Aluminum Enterprise
Making industrial oven performance transparent, measurable, and manageable
Project type: Industrial Oven Dashboard
Role: Sole UX/UI Designer (collaborated with case team & data scientist)
Industry: Industrial
Tools: Figma, FigJam, Zoom, PowerPoint
Duration: Q3 2024 (3 months)
The Problem
Operators lacked a data-driven way to monitor oven performance or know when to adjust suction, heat, airflow, or consumption. Without visual data, they couldn’t spot trends, compare adjustments, or make informed decisions—leading to inefficiencies. Logging actions manually meant unclear accountability.
Research & Workshop
Through interviews and workshops with the client and case team, we synthesized findings into core pain points:
Insights & Painpoints
During a Zoom session, we reviewed the results, discussed the key statements, and translated the insights into clear pain points.
Messy manual logs restrict pattern recognition and collaborative sharing.
No easy way to filter or compare performance—operators can’t dynamically view data by date or event.
Data overload without visual context makes prioritizing actions difficult; numerical data alone doesn’t guide decision-making.
How Might We
We reframed each pain point into design potential
Design Goals & Decisions
Once how might we were established we evolved them into Design Goals and Design Decisions (how we solved it in the prototype).
1. Visibility & Feedback
Goal: Provide operators with clear visibility of how changes affect oven performance.

Decision: Introduced ghost lines on charts to compare historical runs with current adjustments.
2. Lack of Visualisation
Goal: Provide intuitive visuals for quick decision-making.

Decision: Incorporated line graphs and heatmaps to highlight performance shifts visually.
3. Time-Based Tracking
Goal: Enable quick and flexible navigation through past and current data.
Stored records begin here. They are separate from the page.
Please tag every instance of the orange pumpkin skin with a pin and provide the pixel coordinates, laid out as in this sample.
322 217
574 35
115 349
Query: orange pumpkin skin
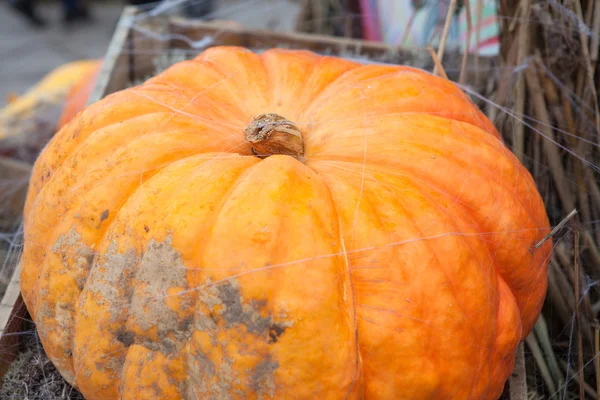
392 259
79 94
Decision: Added a calendar selector with a “Today” quick-jump option for fast filtering.
Wireframes
The wireframes provided structure for early ideas and helped align with the client. They demonstrated how performance data could be transformed into actionable insights.
1. Added graphs to visualize operator activity and performance over time.
2. Explored layouts for quick comparison between oven settings (suction, heat, airflow, consumption).
3. Sketched potential navigation patterns to streamline filtering and daily monitoring.
Process
Information Architecture
Collaborated with a data scientist to structure the data model and interface hierarchy. Defined how metrics like suction, heat, and airflow would be visualized and prioritized.
Interface + UI Design
Created wireframes and early interface concepts focused on clarity. Brand identity into a scalable UI, focusing on clarity, accessibility, and user flow.
Design System
Built a modular design system with reusable components, interaction states.
Prototyping
Designed interactive prototype to test to gather feedback and refine components and layouts.
Design System
Solution
The final design brought clarity to complex oven operations by translating raw data into simple, actionable visuals:
Visual insights at a glance
Defined the visualisation approach for each key metric—suction, heat, airflow, and energy consumption—using tailored formats like gauges, trend graphs, and real-time indicators to support quick, informed decision-making by operators.
Userflow - Daily
Dynamic performance dashboard — operators can track suction, heat, airflow, and consumption in real time.
Userflow - Historical
Historical comparisons — ghost lines overlay past runs on charts to highlight the effect of adjustments.
Userflow - Operator View
Intuitive navigation — a calendar filter with “Today” focus enables operators to quickly review relevant time periods.
Prototype
The interactive prototype, built in Figma, brought the solution to life by simulating real operator flows. This allowed the client and case team to:
  • Test navigation and filtering interactions live on Zoom.
  • Validate the clarity of data visualization with non-design stakeholders.
  • Provide rapid feedback, enabling design refinements in real time.
Limitations & Constraints
Limitations I faced and how I resolved them.
Client confidentiality
I was onboarded through photos, process notes, and user interviews captured by the main case team, which we synthesised into insights and design requirements.
Language barrier
I used AI tools to translate Figma comments when the case team was unavailable, and validated critical points with bilingual colleagues to ensure accuracy.
Real-time iteration
I made live Figma changes and demonstrated interaction flows directly in Zoom sessions, which improved efficiency and reduced ambiguity in feedback.
Remote collaboration
I relied live sessions on Figma co-editing to ensure alignment.The entire project was conducted remotely, with all correspondence via Zoom. This made quick alignment and rapport harder to achieve.